Viol et sauf-conduit pour femmes hutues

La maison appartenait à l’un des miliciens dans le secteur Gahinga du secteur Winteko. Peu de temps après le début du génocide, les massacres et la débandade des tutsis en quête de refuge, plusieurs dizaines de femmes tutsis et celles qui en ont la physionomie s’y retrouvent « épargnées » des tueries.

Un certain jour d’avril, se souvient-elle, Rukeratabaro et ses miliciens procèdent au tri de femmes hutues ou identifiées comme tel, leur donnent un sauf-conduit avant de les renvoyer chez elles. Cela a duré des semaines, on aurait dit des mois ou « une éternité, tellement on était dans un piège sans fin », murmure une veuve esseulée étouffant à peine un sanglot, son indexe essuyant de petites perles sur ses joues amaigries.

Cette fois-ci, le viol sera systématique, quotidien, à des heures parfois précises ou selon la disponibilité des violeurs calquée sur celle des victimes à chasser et tuer. « On avait appris à mourir en silence car on nous disait que même Dieu avait fermé ses oreilles pour les tutsis », se rappelle encore la vieille dame.
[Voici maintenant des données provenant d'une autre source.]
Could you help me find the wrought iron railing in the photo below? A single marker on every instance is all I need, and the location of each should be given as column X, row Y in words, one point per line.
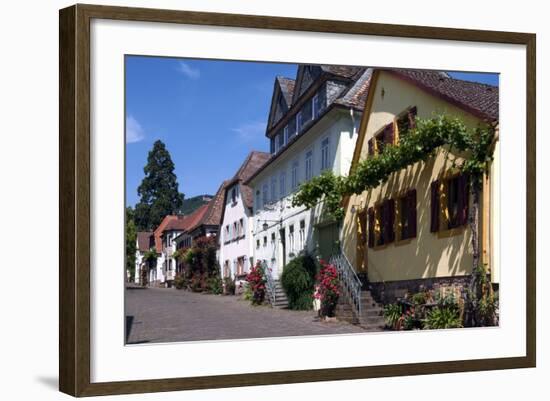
column 349, row 281
column 269, row 283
Chaque soir, quelqu’un à la porte égrenait une liste de noms de victimes, sans doute destinées aux chefs. Ensuite les autres se partageaient le reste. Pour en rajouter a l’humiliation, certaines femmes étaient violees à côté et en même temps que leurs filles, se rappellent les survivantes. Certaines d’entre elles ayant été tuées après avoir été violées, notamment une maman qui, un jour, se souvient l’une des victimes, s’était farouchement opposée au viol de sa fille.

« Les yeux de Senuma »

Senuma Albert était un tutsi bien considéré dans son milieu. De par son travail de chauffeur chez des religieuses à la paroisse de Mibirizi, le fruit de ses champs et élevage, il avait atteint un certain niveau d’aisance et de notoriété. Ainsi son statut l’avait place parmi les victimes les plus recherchés au plus fort des massacres.

Vers la fin du mois d’avril, une expédition meurtrière venue de Winteko et sous la conduite de Rukeratabaro se rend à Mibirizi pour prêter main forte au massacre des centaines de tutsis qui s’y étaient réfugiés. Parmi ces derniers, Senuma et quelques tutsis de Winteko.

Au retour de cette expédition, et comme à chaque séance d’humiliation des pensionnaires du « blinde », les miliciens se présentent chez les victimes. « Senuma, nous l’avons tue », se serait exclame Rukeratabaro à l’adresse des femmes et, en particulier, la femme de la victime qui faisait partie des pensionnaires.

« La preuve ! Voici même les yeux de Senuma », aurait-il dit en exhibant, entre autres reliques, ses lunettes, sa chemise et ses chaussures safari. L’effet que cela eut sur la veuve se passe de commentaire.

Soit qu’ils en eurent assez d’elles, vers la fin du mois de Mai, les miliciens durent chasser certaines femmes du « blindé », sans doute pour les mettre à la merci des autres tueurs. Certaines périront au cours de leur sauve-qui-peut.

Et, l’ironie du sort, la plupart des rescapées du « blindé » ont été contaminées du VIH/Sida dont l’une d’elles mourra avant d’accéder aux antirétroviraux. Tandis que « nous, nous nous mourons a petit feu, rongées par ce mal, au moment ou nos bourreaux se prelassent librement sous le soleil ou dans une prison d’Europe comme Rukeratabaro », se lamente une sexagénaire qui a perdu toute sa famille.

Au mois de juin 2018, la justice suédoise a reconnu Théodore Rukeratabaro de génocide et crimes contre l’humanité et l’a condamné à la réclusion à perpétuité. Il a été néanmoins acquitté de viol. Son procès en appel a débuté en septembre dernier et, selon le calendrier prévisionnel, sera clôture en mars prochain.